On the flipside, the rapid evolution of workloads in the AI space could spell disaster if Etched.ai specializes too much.

“That’s a real risk, and I think it’s turning off a lot of other people from going down this route, but transformers aren’t changing,” Uberti said. “If you look back four years to GPT-2, compared to Meta’s recent Llama model, there are just two differences—the size and the activation function. There are differences in how it is trained, but that doesn’t matter for inference.”

The basic components of transformers are fixed, and while there are nuances, Uberti is not worried.

“Innovations don’t come out of thin air,” he said. “There’s still this cycle of things published in academia that takes some time to be integrated.”

Uberti’s examples are gated linear activation units, which first appeared in literature in 2018 but didn’t find their way into Google’s Palm model until 2020, and 2021’s Alibi, a method for positional encoding, which didn’t find widespread adoption until the end of 2022. A typical startup might take 18-24 months to develop a chip from scratch.

“The edge industry tells us a lot—the one lesson they’ve learned is not to specialize, that you don’t know what the future holds, place your bets in the wrong place and you could be useless,” Uberti said. “We took that advice and threw it out the window.”

Sohu chip

The partners have been working ideas for their first chip, codenamed Sohu, which they claim can reach 140× the throughput per dollar compared with an Nvidia H100 PCIe card processing GPT-3 tokens.

Sohu will be “a chip that has a lot of memory,” and Uberti hinted that the two-order-of–magnitude performance metric was mainly due to impressive throughput (rather than a drastic cost differential), with the chip designed to support large batch sizes.

The men have “most of the architecture fleshed out” already, Uberti said.
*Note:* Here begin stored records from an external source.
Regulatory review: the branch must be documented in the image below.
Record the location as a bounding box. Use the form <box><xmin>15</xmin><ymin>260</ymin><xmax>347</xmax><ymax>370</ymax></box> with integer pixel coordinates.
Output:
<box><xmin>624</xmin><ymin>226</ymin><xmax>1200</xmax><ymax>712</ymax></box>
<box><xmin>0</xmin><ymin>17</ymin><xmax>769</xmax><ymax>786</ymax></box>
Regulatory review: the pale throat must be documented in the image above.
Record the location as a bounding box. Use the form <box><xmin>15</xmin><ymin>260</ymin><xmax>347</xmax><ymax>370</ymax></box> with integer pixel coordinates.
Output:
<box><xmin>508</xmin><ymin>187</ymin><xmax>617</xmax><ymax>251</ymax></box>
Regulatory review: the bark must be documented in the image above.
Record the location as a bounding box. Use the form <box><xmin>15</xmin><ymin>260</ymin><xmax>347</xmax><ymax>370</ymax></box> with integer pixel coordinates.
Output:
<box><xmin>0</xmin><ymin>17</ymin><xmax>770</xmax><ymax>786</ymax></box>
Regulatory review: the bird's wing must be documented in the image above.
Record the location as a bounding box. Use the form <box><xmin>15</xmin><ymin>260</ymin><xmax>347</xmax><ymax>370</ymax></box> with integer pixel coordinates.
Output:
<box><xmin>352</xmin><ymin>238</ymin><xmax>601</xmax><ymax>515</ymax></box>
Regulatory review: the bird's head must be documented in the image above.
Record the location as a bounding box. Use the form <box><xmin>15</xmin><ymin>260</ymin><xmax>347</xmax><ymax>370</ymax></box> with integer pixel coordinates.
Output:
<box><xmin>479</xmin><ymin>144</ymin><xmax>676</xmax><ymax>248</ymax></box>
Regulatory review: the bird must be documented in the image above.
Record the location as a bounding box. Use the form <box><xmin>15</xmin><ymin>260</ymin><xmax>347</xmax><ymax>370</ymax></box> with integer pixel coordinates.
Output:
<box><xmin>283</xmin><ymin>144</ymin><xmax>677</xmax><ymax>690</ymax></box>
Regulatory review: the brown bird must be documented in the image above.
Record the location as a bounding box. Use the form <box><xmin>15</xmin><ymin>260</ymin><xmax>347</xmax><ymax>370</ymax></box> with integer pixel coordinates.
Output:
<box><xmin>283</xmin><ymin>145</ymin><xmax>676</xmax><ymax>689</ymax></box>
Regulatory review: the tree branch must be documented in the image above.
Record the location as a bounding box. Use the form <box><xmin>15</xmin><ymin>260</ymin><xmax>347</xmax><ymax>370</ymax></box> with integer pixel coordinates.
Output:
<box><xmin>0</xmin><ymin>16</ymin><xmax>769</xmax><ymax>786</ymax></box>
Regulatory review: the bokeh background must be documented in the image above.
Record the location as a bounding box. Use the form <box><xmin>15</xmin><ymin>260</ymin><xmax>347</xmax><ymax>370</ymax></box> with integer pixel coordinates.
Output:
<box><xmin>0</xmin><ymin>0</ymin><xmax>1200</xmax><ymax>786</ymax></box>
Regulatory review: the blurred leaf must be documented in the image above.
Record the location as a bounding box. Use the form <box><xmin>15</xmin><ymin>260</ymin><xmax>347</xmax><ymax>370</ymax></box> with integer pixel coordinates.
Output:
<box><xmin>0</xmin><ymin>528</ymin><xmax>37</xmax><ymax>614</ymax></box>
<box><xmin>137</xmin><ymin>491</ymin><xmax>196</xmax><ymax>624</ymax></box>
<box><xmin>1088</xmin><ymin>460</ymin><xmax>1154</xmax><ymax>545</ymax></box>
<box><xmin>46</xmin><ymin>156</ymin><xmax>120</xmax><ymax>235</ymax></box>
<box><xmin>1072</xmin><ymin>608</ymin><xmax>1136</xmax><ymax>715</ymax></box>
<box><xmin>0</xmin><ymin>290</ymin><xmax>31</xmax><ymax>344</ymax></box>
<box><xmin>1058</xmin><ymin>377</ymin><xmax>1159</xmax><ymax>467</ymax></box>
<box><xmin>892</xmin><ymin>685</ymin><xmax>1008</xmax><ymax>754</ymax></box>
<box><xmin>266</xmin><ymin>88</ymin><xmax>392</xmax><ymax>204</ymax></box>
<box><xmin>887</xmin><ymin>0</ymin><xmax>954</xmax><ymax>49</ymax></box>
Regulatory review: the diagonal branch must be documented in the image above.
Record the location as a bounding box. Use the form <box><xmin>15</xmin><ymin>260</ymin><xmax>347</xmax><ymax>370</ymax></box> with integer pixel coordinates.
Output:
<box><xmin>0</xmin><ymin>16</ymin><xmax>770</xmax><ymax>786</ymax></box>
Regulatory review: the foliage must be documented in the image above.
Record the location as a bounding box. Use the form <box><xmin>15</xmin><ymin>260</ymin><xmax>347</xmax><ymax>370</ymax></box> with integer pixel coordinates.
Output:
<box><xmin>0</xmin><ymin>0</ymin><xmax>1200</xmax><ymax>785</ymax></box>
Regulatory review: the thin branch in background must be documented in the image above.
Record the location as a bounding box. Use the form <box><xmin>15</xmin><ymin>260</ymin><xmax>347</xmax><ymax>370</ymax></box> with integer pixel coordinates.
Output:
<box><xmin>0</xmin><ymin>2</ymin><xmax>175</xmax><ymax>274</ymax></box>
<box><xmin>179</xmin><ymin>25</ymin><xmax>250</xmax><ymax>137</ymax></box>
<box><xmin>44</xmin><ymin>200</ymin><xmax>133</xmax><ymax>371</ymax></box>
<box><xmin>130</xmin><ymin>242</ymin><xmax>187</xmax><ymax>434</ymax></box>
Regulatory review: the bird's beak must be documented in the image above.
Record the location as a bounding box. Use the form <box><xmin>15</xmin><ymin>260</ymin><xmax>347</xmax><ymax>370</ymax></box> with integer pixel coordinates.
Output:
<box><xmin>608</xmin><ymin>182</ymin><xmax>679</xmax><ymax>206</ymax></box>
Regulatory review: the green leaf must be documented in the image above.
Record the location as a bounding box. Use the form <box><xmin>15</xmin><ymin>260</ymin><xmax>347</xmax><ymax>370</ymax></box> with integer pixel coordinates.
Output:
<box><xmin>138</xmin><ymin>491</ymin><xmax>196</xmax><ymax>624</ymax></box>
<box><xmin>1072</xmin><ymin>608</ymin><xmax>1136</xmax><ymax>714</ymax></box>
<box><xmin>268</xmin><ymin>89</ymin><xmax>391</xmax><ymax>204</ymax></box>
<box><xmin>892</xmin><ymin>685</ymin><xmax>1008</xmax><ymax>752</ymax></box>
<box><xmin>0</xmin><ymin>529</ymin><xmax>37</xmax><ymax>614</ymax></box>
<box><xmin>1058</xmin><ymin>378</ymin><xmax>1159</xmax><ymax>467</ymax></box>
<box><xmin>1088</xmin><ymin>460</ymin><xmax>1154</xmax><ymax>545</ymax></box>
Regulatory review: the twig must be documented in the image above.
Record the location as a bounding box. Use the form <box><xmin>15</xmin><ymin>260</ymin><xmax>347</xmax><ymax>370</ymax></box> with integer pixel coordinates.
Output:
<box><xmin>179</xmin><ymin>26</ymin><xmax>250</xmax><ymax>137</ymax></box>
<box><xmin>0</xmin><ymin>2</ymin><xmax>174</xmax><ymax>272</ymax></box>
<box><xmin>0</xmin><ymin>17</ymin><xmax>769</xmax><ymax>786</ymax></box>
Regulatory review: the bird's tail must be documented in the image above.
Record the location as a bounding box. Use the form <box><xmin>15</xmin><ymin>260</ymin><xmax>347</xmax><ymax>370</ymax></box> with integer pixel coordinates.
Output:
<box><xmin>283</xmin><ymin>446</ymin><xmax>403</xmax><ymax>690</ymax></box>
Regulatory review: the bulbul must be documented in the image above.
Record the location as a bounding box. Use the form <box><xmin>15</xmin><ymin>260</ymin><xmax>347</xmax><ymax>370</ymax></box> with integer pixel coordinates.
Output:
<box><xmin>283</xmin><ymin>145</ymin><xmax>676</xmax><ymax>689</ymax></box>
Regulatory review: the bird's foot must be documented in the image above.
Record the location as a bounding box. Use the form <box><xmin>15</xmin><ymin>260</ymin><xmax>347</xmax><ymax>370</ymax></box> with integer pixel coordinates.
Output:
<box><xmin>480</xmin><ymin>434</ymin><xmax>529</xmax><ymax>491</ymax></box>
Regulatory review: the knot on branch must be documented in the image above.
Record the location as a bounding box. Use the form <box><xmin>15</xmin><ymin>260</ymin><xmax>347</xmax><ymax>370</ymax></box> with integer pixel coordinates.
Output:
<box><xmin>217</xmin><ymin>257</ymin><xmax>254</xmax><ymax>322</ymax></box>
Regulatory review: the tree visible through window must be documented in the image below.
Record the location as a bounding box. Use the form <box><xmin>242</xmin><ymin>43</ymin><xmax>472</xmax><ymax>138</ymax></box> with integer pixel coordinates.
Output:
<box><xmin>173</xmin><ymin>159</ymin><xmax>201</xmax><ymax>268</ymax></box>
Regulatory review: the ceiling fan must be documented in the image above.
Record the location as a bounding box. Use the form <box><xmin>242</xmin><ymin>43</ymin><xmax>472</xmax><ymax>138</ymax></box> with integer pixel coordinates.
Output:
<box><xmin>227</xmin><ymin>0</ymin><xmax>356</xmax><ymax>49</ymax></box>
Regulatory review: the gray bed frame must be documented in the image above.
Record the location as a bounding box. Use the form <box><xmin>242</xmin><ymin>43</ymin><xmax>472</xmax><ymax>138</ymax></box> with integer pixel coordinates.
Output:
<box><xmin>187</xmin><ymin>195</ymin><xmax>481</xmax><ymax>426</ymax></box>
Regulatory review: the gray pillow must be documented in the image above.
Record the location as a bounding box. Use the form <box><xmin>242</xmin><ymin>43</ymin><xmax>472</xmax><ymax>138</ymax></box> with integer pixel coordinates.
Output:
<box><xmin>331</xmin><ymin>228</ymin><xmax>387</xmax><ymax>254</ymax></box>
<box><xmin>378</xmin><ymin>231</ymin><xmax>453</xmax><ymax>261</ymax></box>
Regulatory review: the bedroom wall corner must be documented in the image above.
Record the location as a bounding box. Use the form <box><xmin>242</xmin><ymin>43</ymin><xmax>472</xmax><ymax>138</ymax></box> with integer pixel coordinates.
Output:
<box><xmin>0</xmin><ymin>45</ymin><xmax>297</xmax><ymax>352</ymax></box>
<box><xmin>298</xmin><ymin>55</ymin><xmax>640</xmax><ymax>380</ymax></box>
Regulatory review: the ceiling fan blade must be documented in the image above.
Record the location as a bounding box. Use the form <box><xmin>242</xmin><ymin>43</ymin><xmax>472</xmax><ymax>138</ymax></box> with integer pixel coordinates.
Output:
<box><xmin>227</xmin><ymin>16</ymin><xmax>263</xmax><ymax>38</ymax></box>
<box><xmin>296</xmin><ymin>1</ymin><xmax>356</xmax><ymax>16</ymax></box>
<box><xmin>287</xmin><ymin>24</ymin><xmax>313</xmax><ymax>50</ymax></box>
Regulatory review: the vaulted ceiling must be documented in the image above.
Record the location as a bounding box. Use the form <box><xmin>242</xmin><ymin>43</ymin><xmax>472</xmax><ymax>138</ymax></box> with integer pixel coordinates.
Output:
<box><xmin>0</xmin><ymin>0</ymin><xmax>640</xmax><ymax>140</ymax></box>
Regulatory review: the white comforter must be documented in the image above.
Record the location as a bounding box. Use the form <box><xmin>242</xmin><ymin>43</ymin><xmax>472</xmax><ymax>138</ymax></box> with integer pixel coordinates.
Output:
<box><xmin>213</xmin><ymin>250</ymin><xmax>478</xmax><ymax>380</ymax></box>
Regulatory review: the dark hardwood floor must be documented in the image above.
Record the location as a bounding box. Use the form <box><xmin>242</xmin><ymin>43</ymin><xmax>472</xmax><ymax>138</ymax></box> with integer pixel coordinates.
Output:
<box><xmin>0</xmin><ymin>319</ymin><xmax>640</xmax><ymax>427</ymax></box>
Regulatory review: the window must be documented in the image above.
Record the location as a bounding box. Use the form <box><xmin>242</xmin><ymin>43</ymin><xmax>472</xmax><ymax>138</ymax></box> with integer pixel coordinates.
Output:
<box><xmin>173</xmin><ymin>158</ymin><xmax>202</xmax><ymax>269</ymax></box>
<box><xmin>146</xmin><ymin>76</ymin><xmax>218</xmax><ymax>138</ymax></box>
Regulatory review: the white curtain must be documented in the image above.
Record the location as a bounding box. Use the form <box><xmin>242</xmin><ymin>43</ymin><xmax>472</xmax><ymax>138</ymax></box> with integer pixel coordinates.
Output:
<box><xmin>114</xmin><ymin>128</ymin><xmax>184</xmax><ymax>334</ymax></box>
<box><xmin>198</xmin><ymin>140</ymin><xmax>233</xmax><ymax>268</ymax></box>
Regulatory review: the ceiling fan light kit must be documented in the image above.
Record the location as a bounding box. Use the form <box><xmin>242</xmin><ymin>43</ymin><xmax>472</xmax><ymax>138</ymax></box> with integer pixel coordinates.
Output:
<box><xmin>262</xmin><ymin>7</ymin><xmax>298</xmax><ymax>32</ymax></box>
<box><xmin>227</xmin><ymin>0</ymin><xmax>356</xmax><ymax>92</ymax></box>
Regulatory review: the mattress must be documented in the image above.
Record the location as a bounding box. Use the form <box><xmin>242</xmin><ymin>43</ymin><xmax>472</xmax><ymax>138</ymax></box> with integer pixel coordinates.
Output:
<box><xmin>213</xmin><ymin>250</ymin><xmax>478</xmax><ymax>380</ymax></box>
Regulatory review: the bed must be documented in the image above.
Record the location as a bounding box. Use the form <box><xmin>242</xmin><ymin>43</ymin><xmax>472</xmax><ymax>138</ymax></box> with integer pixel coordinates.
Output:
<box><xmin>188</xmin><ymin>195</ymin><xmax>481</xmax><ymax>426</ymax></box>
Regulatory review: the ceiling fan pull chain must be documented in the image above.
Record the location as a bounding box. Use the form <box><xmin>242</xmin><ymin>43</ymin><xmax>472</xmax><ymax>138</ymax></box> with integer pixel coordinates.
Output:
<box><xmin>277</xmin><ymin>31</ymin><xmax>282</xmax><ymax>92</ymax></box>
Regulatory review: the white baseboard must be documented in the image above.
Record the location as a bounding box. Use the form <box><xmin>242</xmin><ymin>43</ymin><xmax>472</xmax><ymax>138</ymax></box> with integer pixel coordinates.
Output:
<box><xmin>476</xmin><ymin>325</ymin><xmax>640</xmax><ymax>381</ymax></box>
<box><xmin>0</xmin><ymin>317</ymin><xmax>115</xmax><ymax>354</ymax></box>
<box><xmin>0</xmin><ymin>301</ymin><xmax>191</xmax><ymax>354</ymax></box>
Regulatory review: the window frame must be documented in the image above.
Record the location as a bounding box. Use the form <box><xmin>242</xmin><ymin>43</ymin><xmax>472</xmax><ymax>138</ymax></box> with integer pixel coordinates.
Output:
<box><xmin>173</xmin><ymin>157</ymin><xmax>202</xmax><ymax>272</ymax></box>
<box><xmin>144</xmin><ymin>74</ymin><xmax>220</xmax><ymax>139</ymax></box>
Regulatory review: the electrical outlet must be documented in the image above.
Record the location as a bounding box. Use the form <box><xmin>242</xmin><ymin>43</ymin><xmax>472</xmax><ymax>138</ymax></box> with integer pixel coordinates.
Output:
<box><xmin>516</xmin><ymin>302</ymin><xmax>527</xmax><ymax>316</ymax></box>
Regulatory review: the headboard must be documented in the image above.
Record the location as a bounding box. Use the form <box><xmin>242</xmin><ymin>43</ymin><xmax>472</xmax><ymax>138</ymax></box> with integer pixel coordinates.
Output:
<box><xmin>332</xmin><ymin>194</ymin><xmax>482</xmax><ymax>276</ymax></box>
The tiled nature of the design should make design faster and minimize complexity, he added. Supporting only one type of model also minimizes the complexity of the software stack, particularly the compiler.

The company’s customers will be anyone who wants to pay less to use ChatGPT. Beyond that, the company is still working on its business model, Uberti said, confirming the company already has “customer dollars committed” but declined to give further details.

Etched.ai plans to spend its seed funding on hiring an initial team, getting to work on the RTL front-end development and begin talking to IP providers. So far, Etched.ai has hired Mark Ross as chief architect, who had a spell as Cypress CTO in the early 2000s.

The company will seek to do a series A likely at the beginning of next year.

“Most investors are skeptical, and rightfully so, because what they see is a pair of undergrads trying to tackle the semiconductor industry,” Zhu said. “But there is definitely still a non-trivial portion of investors who are impressed and excited by the vision that we’re pitching them and what we think that this can become.”

Etched.ai is aiming to have its Sohu chip available in 2024.